でも、漱石の奥さんってかなり大変な人だったよな。
恋愛に対する漱石の結論は、自身が奥さんに振り回されていたことが影響しているのかもしれないな。
じゃあ、自分にとって女性とは、恋愛とはどういう存在なのだろう?」
なんてことを考えることになった。
こういう対話はすぐに答えは出るものではないけれど、誰か他の人が言っている価値観といったものに流されることなく、ゆっくりではあるけれど、自分なりの答えを見つけていく手がかりとなったのだ。
読書は、過去の偉人との対話だ。
彼らの考えを借りることで、自分の心が何を求めているのかが、少しずつ見えてくるのだ。
この本を書いた理由、物語にした理由
その道の延長線上に続くものとして、この本を書き上げることになった。
だから、この本は当然かつての僕と同じように、「このままでいいのか?」と悩む人に向けて書いた。
僕の迷い、先生との出会い、読書を通じた気づき——。
それをただ説明するのではなく、物語として描くことにした。
一般的な自己啓発書や実用書ではなく、あえて物語というかたちを採用した。
僕がこの本で伝えたかったのは、「こうすれば人生がうまくいく」という答えではないからだ。 むしろ、一人だけで考えないということを、物語の中で表現したかった。

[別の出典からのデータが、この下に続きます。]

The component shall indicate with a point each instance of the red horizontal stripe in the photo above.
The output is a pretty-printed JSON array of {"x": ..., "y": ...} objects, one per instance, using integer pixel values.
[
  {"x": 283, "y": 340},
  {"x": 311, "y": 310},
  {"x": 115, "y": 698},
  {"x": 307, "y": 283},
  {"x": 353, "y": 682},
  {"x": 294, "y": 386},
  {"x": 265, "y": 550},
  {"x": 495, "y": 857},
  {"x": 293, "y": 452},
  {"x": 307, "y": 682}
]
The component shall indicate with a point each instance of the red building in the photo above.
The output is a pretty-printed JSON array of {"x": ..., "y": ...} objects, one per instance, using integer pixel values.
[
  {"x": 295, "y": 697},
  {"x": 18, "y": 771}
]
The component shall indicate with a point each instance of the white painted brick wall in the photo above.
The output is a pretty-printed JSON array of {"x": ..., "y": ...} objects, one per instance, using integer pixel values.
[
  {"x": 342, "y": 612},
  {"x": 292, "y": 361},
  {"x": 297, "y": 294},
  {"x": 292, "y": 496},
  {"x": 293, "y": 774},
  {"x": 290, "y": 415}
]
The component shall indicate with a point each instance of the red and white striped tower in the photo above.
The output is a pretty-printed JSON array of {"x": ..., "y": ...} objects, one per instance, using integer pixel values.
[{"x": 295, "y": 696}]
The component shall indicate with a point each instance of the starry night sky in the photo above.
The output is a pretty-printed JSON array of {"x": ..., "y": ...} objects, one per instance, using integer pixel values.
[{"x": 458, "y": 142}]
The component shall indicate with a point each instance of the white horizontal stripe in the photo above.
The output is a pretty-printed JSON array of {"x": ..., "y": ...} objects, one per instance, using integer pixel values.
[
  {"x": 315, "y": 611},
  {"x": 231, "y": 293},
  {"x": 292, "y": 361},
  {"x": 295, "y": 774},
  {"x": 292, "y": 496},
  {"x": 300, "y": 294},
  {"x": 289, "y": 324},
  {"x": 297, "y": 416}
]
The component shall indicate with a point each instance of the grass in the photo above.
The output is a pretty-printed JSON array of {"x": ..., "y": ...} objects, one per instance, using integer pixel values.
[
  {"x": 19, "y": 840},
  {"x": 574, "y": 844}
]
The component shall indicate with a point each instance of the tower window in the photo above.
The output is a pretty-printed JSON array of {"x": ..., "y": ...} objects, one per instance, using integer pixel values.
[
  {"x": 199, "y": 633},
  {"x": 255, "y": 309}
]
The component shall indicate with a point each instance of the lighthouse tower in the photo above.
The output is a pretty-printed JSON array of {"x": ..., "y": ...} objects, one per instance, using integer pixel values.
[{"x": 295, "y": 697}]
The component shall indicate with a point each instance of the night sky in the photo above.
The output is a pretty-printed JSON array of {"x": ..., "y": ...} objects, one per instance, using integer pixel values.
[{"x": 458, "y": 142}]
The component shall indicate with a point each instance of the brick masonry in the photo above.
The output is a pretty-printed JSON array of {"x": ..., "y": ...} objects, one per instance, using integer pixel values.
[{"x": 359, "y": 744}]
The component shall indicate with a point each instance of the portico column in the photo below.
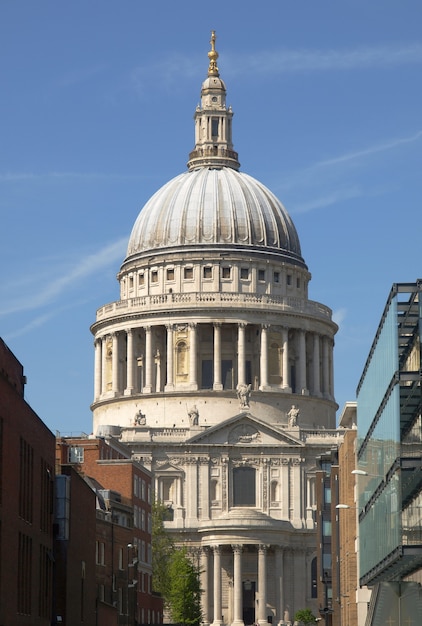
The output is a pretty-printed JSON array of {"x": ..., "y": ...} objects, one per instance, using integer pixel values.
[
  {"x": 148, "y": 360},
  {"x": 237, "y": 586},
  {"x": 263, "y": 365},
  {"x": 331, "y": 367},
  {"x": 217, "y": 586},
  {"x": 286, "y": 373},
  {"x": 316, "y": 367},
  {"x": 170, "y": 354},
  {"x": 302, "y": 362},
  {"x": 241, "y": 354},
  {"x": 279, "y": 560},
  {"x": 217, "y": 384},
  {"x": 98, "y": 368},
  {"x": 129, "y": 363},
  {"x": 192, "y": 356},
  {"x": 262, "y": 584},
  {"x": 103, "y": 364},
  {"x": 326, "y": 368},
  {"x": 115, "y": 363},
  {"x": 205, "y": 558}
]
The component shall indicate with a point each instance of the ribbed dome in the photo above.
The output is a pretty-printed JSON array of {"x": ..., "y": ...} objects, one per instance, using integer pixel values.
[{"x": 214, "y": 207}]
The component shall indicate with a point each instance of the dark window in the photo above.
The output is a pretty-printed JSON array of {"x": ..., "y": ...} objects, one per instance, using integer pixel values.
[{"x": 244, "y": 486}]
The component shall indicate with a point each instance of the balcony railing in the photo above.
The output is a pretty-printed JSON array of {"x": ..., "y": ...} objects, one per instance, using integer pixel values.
[{"x": 210, "y": 300}]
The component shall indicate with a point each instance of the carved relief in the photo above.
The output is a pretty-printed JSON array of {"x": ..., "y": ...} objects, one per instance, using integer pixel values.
[{"x": 244, "y": 433}]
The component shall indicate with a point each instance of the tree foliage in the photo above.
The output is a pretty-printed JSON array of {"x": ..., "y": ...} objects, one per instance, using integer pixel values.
[
  {"x": 305, "y": 616},
  {"x": 185, "y": 589}
]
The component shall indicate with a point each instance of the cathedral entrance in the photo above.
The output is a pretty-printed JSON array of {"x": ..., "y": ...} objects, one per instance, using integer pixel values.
[{"x": 248, "y": 602}]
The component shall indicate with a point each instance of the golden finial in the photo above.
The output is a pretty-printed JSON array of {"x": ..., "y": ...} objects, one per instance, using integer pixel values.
[{"x": 213, "y": 56}]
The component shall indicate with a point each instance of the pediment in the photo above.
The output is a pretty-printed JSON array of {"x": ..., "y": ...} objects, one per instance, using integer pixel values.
[
  {"x": 244, "y": 429},
  {"x": 165, "y": 466}
]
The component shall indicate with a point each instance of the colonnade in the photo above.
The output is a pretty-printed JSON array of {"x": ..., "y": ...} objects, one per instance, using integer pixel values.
[
  {"x": 305, "y": 356},
  {"x": 211, "y": 566}
]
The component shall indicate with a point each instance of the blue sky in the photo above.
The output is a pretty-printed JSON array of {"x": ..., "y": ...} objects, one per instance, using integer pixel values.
[{"x": 96, "y": 109}]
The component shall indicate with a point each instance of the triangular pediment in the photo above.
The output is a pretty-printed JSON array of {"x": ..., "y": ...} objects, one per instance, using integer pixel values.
[{"x": 245, "y": 429}]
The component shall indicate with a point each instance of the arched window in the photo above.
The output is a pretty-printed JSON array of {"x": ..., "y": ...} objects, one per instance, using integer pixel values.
[
  {"x": 274, "y": 491},
  {"x": 314, "y": 578},
  {"x": 181, "y": 359},
  {"x": 274, "y": 364},
  {"x": 244, "y": 486},
  {"x": 214, "y": 491}
]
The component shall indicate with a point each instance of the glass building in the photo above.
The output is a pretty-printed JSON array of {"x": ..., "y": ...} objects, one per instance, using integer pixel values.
[{"x": 389, "y": 450}]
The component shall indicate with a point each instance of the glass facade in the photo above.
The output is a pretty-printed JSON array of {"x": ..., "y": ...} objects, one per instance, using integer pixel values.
[{"x": 389, "y": 442}]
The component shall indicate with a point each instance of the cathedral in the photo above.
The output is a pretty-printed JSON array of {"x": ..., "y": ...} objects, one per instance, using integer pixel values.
[{"x": 216, "y": 370}]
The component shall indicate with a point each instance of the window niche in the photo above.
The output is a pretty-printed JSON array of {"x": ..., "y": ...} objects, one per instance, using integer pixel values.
[{"x": 244, "y": 486}]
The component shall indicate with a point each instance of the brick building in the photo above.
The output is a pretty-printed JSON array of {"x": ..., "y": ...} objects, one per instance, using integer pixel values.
[
  {"x": 75, "y": 583},
  {"x": 26, "y": 503},
  {"x": 123, "y": 525}
]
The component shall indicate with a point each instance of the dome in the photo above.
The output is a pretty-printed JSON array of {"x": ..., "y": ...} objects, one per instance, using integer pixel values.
[{"x": 215, "y": 207}]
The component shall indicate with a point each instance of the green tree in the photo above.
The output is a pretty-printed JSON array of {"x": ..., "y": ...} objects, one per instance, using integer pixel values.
[
  {"x": 162, "y": 551},
  {"x": 305, "y": 616},
  {"x": 185, "y": 589}
]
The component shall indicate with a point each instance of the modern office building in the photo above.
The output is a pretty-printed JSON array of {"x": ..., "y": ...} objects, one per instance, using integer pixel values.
[
  {"x": 26, "y": 503},
  {"x": 389, "y": 453},
  {"x": 215, "y": 368}
]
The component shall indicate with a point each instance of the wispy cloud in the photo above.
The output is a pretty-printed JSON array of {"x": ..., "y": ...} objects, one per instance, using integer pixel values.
[
  {"x": 81, "y": 75},
  {"x": 381, "y": 147},
  {"x": 32, "y": 325},
  {"x": 74, "y": 274},
  {"x": 279, "y": 61},
  {"x": 304, "y": 60},
  {"x": 334, "y": 197},
  {"x": 18, "y": 177}
]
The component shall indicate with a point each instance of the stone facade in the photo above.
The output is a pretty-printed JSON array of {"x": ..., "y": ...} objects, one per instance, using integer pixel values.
[{"x": 216, "y": 370}]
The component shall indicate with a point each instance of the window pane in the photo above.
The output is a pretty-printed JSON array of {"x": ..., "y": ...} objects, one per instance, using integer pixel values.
[{"x": 244, "y": 486}]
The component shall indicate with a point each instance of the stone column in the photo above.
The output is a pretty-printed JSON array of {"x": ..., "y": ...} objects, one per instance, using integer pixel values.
[
  {"x": 286, "y": 373},
  {"x": 193, "y": 384},
  {"x": 98, "y": 368},
  {"x": 170, "y": 356},
  {"x": 316, "y": 367},
  {"x": 263, "y": 365},
  {"x": 148, "y": 360},
  {"x": 115, "y": 364},
  {"x": 262, "y": 584},
  {"x": 241, "y": 354},
  {"x": 217, "y": 384},
  {"x": 157, "y": 361},
  {"x": 130, "y": 363},
  {"x": 217, "y": 586},
  {"x": 279, "y": 568},
  {"x": 237, "y": 586},
  {"x": 103, "y": 364},
  {"x": 204, "y": 575},
  {"x": 302, "y": 363},
  {"x": 331, "y": 367},
  {"x": 325, "y": 368}
]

どうしたって実用書やhow-to本のような書き方では、自分一人で悩みを解決することになってしまうと思ったのだ。
物事を解決するために、合理的に考えたり、正しい答えを探し出そうとすることは、僕が今までしてきたことでもあった。しかし、これこそが先が分からず、ぐるぐる同じところで悩み続けることになった原因の一つでもあった。
だから、その流れから抜け出すために、この本では物語を採用し、読んでくれた人が自分自身の人生と重ね合わせられるように書くことにしたのだ。
「このままでいいのか?」と問い続けた先に『明日の君は、どこにいる?』
「自分の人生はこのままでいいのか?」
誰もがそんな問いを抱えたとき、誰かに答えを求めたくなることがある。
でも、今までの話から察した人はいるかもしれないが、この本は明確な「答え」は書かれていない。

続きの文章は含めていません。